Background
Performance optimization is a major goal in sports science. However, this remains difficult due to the small samples and large individual variation in physiology and training adaptations. Machine learning (ML) solutions seem promising, but have not been tested for their capability to predict performance in this setting. The aim of this study was to predict 4-km cycling performance following a 12-week training intervention based on ML models with predictors from physiological profiling, individual training load and well-being, and to retrieve the most important predictors. Specific techniques were applied to reduce the risk of overfitting.
Results
Twenty-seven recreational cyclists completed the 4-km time trial with a mean power output of 4.1 ± 0.7 W/kg.

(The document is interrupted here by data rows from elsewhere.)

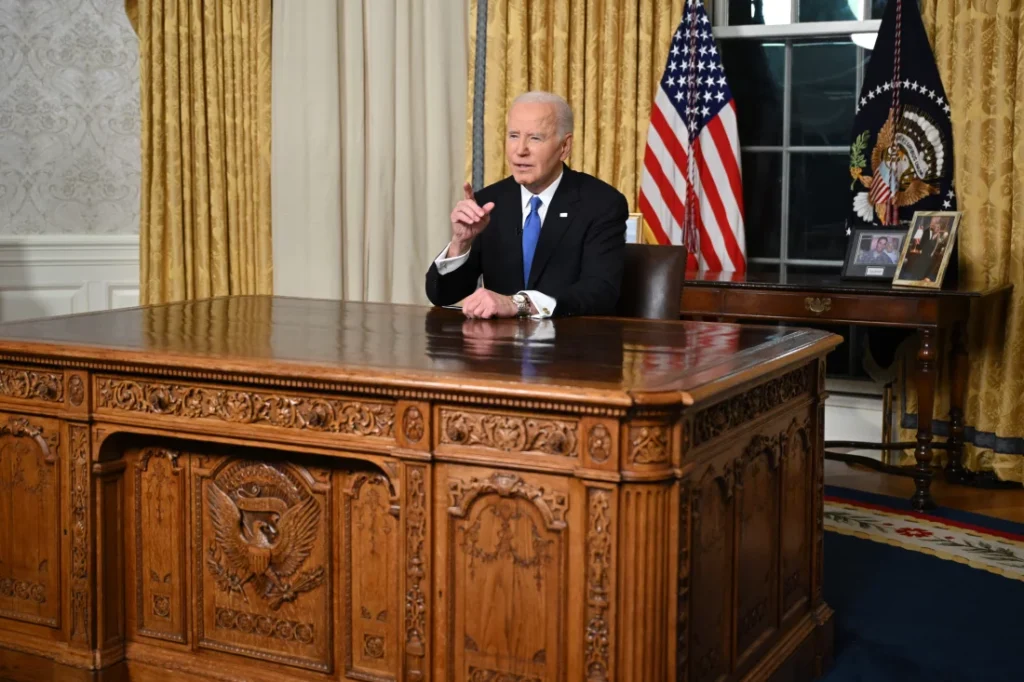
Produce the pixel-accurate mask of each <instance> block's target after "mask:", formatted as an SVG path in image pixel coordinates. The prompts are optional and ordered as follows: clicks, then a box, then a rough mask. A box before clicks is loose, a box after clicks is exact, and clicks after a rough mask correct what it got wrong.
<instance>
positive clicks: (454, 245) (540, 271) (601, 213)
mask: <svg viewBox="0 0 1024 682" xmlns="http://www.w3.org/2000/svg"><path fill="white" fill-rule="evenodd" d="M571 150H572V111H571V109H570V108H569V105H568V103H567V102H566V101H565V100H564V99H563V98H562V97H560V96H558V95H555V94H552V93H549V92H527V93H525V94H522V95H519V96H518V97H517V98H516V99H515V101H514V102H513V103H512V106H511V109H509V112H508V120H507V131H506V141H505V154H506V158H507V159H508V163H509V166H510V168H511V171H512V175H511V176H509V177H506V178H505V179H503V180H500V181H498V182H496V183H494V184H492V185H488V186H486V187H484V188H482V189H480V190H479V191H477V193H474V191H473V188H472V185H471V184H469V183H466V185H465V187H464V190H465V197H464V199H463V200H462V201H460V202H459V203H458V204H456V206H455V209H454V210H453V211H452V241H451V242H450V243H449V245H447V246H446V247H445V248H444V250H443V251H441V253H440V254H439V255H438V256H437V258H436V259H435V260H434V262H433V263H432V264H431V265H430V269H429V270H428V271H427V278H426V280H427V281H426V289H427V297H428V298H429V299H430V301H431V302H432V303H433V304H435V305H452V304H454V303H457V302H459V301H460V300H462V301H463V304H462V308H463V312H464V313H465V315H466V316H468V317H515V316H532V317H536V318H543V317H550V316H563V315H593V314H608V313H611V312H613V311H614V309H615V304H616V302H617V301H618V290H620V285H621V282H622V276H623V258H624V254H625V248H626V219H627V217H628V215H629V208H628V205H627V203H626V198H625V197H624V196H623V195H622V193H620V191H618V190H617V189H615V188H614V187H612V186H611V185H609V184H607V183H605V182H602V181H601V180H598V179H597V178H595V177H593V176H591V175H587V174H586V173H580V172H577V171H573V170H571V169H569V168H568V166H566V165H565V163H564V162H565V160H566V159H567V158H568V156H569V152H570V151H571ZM480 275H482V279H483V285H482V287H479V288H478V287H477V284H478V281H479V279H480ZM463 299H465V300H463Z"/></svg>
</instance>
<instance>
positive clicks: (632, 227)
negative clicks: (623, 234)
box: [626, 213, 643, 244]
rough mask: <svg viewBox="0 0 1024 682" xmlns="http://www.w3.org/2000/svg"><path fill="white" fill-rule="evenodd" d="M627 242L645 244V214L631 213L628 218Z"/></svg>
mask: <svg viewBox="0 0 1024 682" xmlns="http://www.w3.org/2000/svg"><path fill="white" fill-rule="evenodd" d="M626 243H627V244H643V215H641V214H640V213H630V214H629V217H627V218H626Z"/></svg>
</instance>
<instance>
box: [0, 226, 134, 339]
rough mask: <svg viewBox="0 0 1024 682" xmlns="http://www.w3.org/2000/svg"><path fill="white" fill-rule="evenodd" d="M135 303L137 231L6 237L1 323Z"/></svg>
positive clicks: (93, 310) (1, 242) (1, 248)
mask: <svg viewBox="0 0 1024 682" xmlns="http://www.w3.org/2000/svg"><path fill="white" fill-rule="evenodd" d="M132 305H138V237H137V236H135V235H102V236H99V235H95V236H93V235H53V236H32V237H30V236H25V237H15V236H0V322H10V321H14V319H29V318H34V317H46V316H50V315H63V314H70V313H73V312H92V311H95V310H109V309H112V308H122V307H128V306H132Z"/></svg>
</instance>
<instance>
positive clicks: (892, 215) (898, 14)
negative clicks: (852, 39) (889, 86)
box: [885, 0, 903, 225]
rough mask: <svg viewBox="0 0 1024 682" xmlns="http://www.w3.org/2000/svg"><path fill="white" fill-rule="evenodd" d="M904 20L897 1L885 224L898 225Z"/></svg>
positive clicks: (890, 108)
mask: <svg viewBox="0 0 1024 682" xmlns="http://www.w3.org/2000/svg"><path fill="white" fill-rule="evenodd" d="M902 19H903V0H896V40H895V42H894V44H893V101H892V106H891V108H890V110H889V116H890V118H891V119H892V122H893V127H892V137H891V139H890V140H889V150H888V151H889V170H890V174H889V201H888V202H887V206H886V219H885V224H887V225H896V224H899V212H898V208H897V205H896V193H897V190H899V182H900V178H899V176H898V175H897V174H896V162H897V160H898V157H899V145H898V144H897V142H896V134H897V132H898V131H899V126H900V122H901V121H900V120H901V118H902V115H903V113H902V110H901V108H900V101H899V92H900V88H901V87H902V84H901V83H900V59H899V57H900V37H901V33H902V31H901V29H902V26H901V25H902Z"/></svg>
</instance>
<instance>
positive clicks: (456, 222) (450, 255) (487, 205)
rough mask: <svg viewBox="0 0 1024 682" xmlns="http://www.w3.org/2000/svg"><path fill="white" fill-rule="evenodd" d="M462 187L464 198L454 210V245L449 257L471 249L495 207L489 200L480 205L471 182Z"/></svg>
mask: <svg viewBox="0 0 1024 682" xmlns="http://www.w3.org/2000/svg"><path fill="white" fill-rule="evenodd" d="M462 188H463V193H464V198H463V200H462V201H461V202H459V203H458V204H456V205H455V208H454V209H453V210H452V245H451V246H450V247H449V252H447V257H449V258H454V257H456V256H461V255H462V254H464V253H466V252H467V251H468V250H469V247H470V245H471V244H472V243H473V240H474V239H475V238H476V236H477V235H479V233H480V232H482V231H483V229H484V227H486V226H487V224H488V223H489V222H490V211H492V210H494V208H495V203H494V202H487V203H486V204H484V205H483V206H480V205H478V204H477V203H476V198H475V197H474V196H473V185H472V184H470V183H469V182H467V183H466V184H464V185H463V187H462Z"/></svg>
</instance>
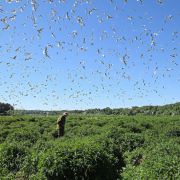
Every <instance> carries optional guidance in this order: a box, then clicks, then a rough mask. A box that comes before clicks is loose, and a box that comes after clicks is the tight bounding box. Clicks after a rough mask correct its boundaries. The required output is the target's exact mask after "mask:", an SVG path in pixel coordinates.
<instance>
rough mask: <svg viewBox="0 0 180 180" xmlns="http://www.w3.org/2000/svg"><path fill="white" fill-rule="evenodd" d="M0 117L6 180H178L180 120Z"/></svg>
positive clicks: (160, 119) (0, 131)
mask: <svg viewBox="0 0 180 180" xmlns="http://www.w3.org/2000/svg"><path fill="white" fill-rule="evenodd" d="M56 118H57V116H49V117H42V116H34V117H32V116H11V117H10V116H4V117H0V124H1V126H0V177H1V179H34V180H35V179H38V180H39V179H48V180H59V179H72V180H73V179H78V180H79V179H87V180H88V179H89V180H91V179H92V180H94V179H97V180H101V179H102V180H106V179H107V180H111V179H112V180H114V179H137V180H139V179H178V177H179V176H180V167H179V161H180V158H179V153H180V145H179V142H180V140H179V135H180V134H179V133H180V129H178V127H180V126H179V125H180V117H179V116H173V117H172V116H159V117H158V116H114V115H111V116H107V115H94V116H93V115H89V116H87V115H86V116H85V115H81V116H80V115H72V116H70V117H69V118H68V120H67V123H66V132H65V136H64V137H62V138H59V139H58V138H57V132H56V129H55V128H56Z"/></svg>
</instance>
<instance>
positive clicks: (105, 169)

Changes in time-trial performance after training were not different between moderate-intensity endurance training (n = 6), polarised endurance training (n = 8), concurrent polarised with concentric strength training (n = 7) and concurrent polarised with eccentric strength training (n = 6) groups (P > 0.05), but included substantial inter-individual differences. ML models predicted cycling performance with excellent model performance on unseen data before (R2 = 0.923, mean absolute error (MAE) = 0.183 W/kg using a generalized linear model) and after training (R2 = 0.758, MAE = 0.338 W/kg using a generalized linear model). Absolute changes in performance were more difficult to predict (R2 = 0.483, MAE = 0.191 W/kg using a random forest model). Important predictors included power at V̇O2max, performance V̇O2, ventilatory thresholds and efficiency, but also parameters related to body composition, training impulse, sleep, sickness and well-being. Conclusion
ML models allow accurate predictions of cycling performance based on physiological profiling, individual training load and well-being during a 12-week training intervention, even using small sample sizes, although changes in cycling performance were more difficult to predict.